In this paper we consider the problem of estimating the number of times that the concentration of a pollutant of interest surpasses a threshold in a given time interval. That question is also related to the estimation of the distribution of the time between two consecutive days in which the threshold is surpassed by the pollutant's concentration. One approach to the problem is to consider that the number of times that the threshold is surpassed can be described by a non-homogeneous Poisson process (see for instance Achcar et al, 2008). However, depending on the value of the threshold, the hypothesis of independence between two consecutive time intervals between surpassings may not be true. Hence, the use of Poisson models may not be adequate. In this work we consider two cases. In the first of them, we still assume independence between two time intervals between surpassings, but instead of having an exponential distribution for them, we consider that the time intervals between surpassings have as distribution a Gamma density. In a second case, we drop the independence hypothesis and assume a first order dependence between two consecutive time intervals between surpassings. The distribution of the time intervals in here is also related to a Gamma distribution. In the case of dependent time intervals, we take into account a autoregressive model used by Sim (1990, 1992) in problems related to queueing theory. In both cases, the parameters present in the model are related to parameters of the Gamma distribution of the time interval between surpassings. In order to estimate the parameters of the models, a Bayesian point of view is used. Inference is performed using a sample drawn from the posterior distribution using a combination of Gibbs sampling and Metropolis-Hastings algorithms. Everything is programmed using R. Convergence of the algorithm is monitored using the Gelman-Rubin method as well as an analysis of the traceplot produced. The theoretical part of this work is applied to ozone data obtained from the Mexico City monitoring network.

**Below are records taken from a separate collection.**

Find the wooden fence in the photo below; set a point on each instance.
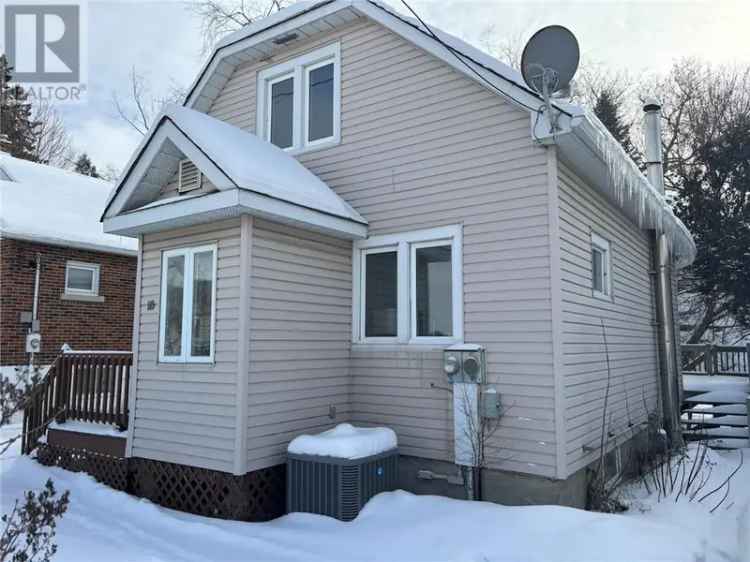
(91, 387)
(716, 360)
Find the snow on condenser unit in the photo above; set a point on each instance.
(338, 486)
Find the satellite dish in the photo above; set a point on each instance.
(550, 60)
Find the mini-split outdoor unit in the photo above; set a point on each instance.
(464, 363)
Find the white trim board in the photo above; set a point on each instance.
(230, 203)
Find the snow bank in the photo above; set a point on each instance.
(345, 442)
(53, 206)
(102, 524)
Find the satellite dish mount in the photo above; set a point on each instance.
(549, 62)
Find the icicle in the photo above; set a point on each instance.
(631, 190)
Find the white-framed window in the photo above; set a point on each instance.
(299, 101)
(601, 267)
(408, 287)
(82, 278)
(188, 305)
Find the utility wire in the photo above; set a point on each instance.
(460, 56)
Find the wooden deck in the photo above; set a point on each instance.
(88, 387)
(716, 404)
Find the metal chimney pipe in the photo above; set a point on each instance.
(669, 367)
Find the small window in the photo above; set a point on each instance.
(188, 304)
(81, 278)
(298, 101)
(281, 112)
(410, 287)
(600, 267)
(381, 293)
(432, 299)
(320, 102)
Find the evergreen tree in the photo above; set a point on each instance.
(18, 130)
(714, 203)
(84, 166)
(608, 111)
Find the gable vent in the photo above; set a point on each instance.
(189, 177)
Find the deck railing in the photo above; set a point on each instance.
(716, 360)
(84, 386)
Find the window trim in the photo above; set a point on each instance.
(299, 68)
(187, 306)
(603, 245)
(95, 268)
(406, 244)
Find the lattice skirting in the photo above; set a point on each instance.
(257, 496)
(111, 471)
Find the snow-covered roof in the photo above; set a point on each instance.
(250, 175)
(615, 173)
(53, 206)
(257, 165)
(345, 441)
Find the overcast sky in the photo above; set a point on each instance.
(162, 41)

1. Achcar, J.A., Fernandez-Bremauntz, A.A., Rodrigues, E.R. and Tzintzun, G., 2008. Estimating the number of ozone peaks in Mexico City using a non-homogeneous Poisson model. Environmetrics 19, 469-485.

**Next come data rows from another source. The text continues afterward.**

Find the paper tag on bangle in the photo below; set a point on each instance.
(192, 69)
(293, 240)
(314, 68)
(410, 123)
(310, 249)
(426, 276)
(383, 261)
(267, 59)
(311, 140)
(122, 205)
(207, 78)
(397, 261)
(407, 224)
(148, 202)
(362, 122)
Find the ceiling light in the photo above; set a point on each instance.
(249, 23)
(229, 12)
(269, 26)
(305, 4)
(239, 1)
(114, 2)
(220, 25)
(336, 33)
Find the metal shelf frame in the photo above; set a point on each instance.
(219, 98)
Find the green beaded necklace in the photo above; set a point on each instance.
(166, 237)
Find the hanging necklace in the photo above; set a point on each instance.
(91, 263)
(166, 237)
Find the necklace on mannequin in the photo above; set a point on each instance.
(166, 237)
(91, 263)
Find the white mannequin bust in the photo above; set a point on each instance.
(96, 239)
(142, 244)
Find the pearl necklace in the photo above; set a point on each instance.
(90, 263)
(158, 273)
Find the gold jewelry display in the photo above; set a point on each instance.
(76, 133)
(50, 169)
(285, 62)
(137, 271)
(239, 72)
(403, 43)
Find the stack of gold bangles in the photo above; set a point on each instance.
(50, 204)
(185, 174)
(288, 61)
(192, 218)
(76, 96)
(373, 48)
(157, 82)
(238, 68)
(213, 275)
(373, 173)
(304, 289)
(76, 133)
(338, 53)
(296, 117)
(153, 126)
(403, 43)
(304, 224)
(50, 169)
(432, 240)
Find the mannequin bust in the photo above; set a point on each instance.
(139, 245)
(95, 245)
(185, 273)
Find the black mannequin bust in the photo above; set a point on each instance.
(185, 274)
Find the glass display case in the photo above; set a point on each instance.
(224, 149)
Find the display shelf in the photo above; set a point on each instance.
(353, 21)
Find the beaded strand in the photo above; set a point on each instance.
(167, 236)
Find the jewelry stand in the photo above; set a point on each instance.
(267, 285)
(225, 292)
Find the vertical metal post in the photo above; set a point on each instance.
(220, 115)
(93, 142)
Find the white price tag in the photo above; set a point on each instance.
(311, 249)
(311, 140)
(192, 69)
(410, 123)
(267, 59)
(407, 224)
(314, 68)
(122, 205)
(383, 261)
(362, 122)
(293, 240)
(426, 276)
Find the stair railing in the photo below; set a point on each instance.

2. Sim, C. H. 1990. First-order autoregressive models for Gamma and Exponential processes. Journal of Applied Probability 27, 325-332.

3. Sim, C. H. 1992. Point processes with correlated Gamma interarrival times. Statistics and Probability Letters 15, 135-141.

Keywords: Couting processes; Dependent interarrival times; Markov chain Monte Carlo methods; Ozone air pollution

Biography: Eliane Rodrigues is a researcher at Institute of Mathematics of the National University in Mexico. Her field of research is applied probability with focuss on stochastic modelling applied mainly to air pollution problems. She has been working on the subject since 2003.